19.7.16
Neun neue Stätten auf der UNESCO-Welterbeliste
Erste Welterbestätte in den Föderierten
Staaten von Mikronesien
Das UNESCO-Welterbekomitee hat in der vergangenen Woche auf
seiner 40. Sitzung in Istanbul neun neue Stätten in die Liste des
Welterbes aufgenommen. Dazu gehören die Ausgrabungsstätte
von Nalanda Mahavihara in Indien, die antike Stätte von Philippi
in Griechenland, das persische Qanat-Bewässerungssystem im
Iran und die archäologische
Stätte von Ani in der Türkei. Erstmals auf der Welterbeliste
vertreten sind die Föderierten Staaten von Mikronesien mit
Nan Madol, einem zeremoniellen Zentrum in Ostmikronesien.
Das Welterbekomitee diskutiert in den nächsten Tagen weitere
Vorschläge für die Welterbeliste. In diesem Jahr sind
27 Stätten nominiert. Deutschland ist an der transnationalen
Nominierung des architektonischen Werkes des Schweizer Architekten
und Stadtplaners Le Corbusier beteiligt.
Die neun neuen UNESCO-Welterbestätten:
Bosnien-Herzegowina, Kroatien, Montenegro,
Serbien: Stecci – mittelalterliche
Grabsteine
Die mittelalterlichen Friedhöfe und Grabsteine, sogenannte
Stecci, entstanden zwischen dem 12. und 16. Jahrhundert. Die Stecci
sind größtenteils in Kalkstein gehauen und umfassen
außerordentlich vielfältige Motive und Inschriften,
die von der ikonographischen Kontinuität im mittelalterlichen
Europa und von weitaus älteren lokalspezifischen Traditionen
zeugen. Die Friedhöfe sind in Reihen angelegt, wie es in Europa
seit dem Mittelalter Brauch war. Für die Welterbeliste wurden
30 repräsentative Stätten in Bosnien-Herzegowina, Westserbien,
Westmontenegro sowie Mittel- und Südkroatien ausgewählt.
Becani, Šekovici. © Adnan Šahbaz
China: Felsmalereien der Kulturlandschaft am
Hua Shan und am Fluss Zuo Jiang
Die Felsmalereien bilden das Leben und die Rituale des Luoyue-Volkes
ab und sind an 38 Orten entlang steiler Felswände in der Grenzregion
im Südwesten Chinas zu finden. Sie entstanden zwischen dem
fünften Jahrhundert v. Chr. und dem zweiten Jahrhundert n.

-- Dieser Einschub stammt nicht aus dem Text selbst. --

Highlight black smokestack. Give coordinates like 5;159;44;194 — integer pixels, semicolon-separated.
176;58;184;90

Chr. in einer Karst-, Fluss- und Plateau-Landschaft. Die Malereien
zeigen Zeremonien, die als eine Darstellung der früher in
Südchina dominierenden Kultur der Bronzegongs interpretiert
werden. Diese Kulturlandschaft ist heute das einzig erhaltene Zeugnis
dieser Kultur.
Griechenland: Archäologische Stätte
von Philippi
Die Überreste dieser antiken Festungsstadt erstrecken sich
entlang des Fußes einer Akropolis und befinden sich in der
heutigen Region Ostmakedonien und Thrakien auf der alten Straße
Via Egnatia, die Europa und Asien verbindet. Die Stadt wurde 356
v. Chr. unter dem makedonischen König Philipp II. gegründet
und entwickelte sich anschließend mit der Gründung des
Römischen Reiches in den Jahrzehnten nach der Doppelschlacht
bei Philippi im Jahr 42 v. Chr. zu einem "Kleinen Rom".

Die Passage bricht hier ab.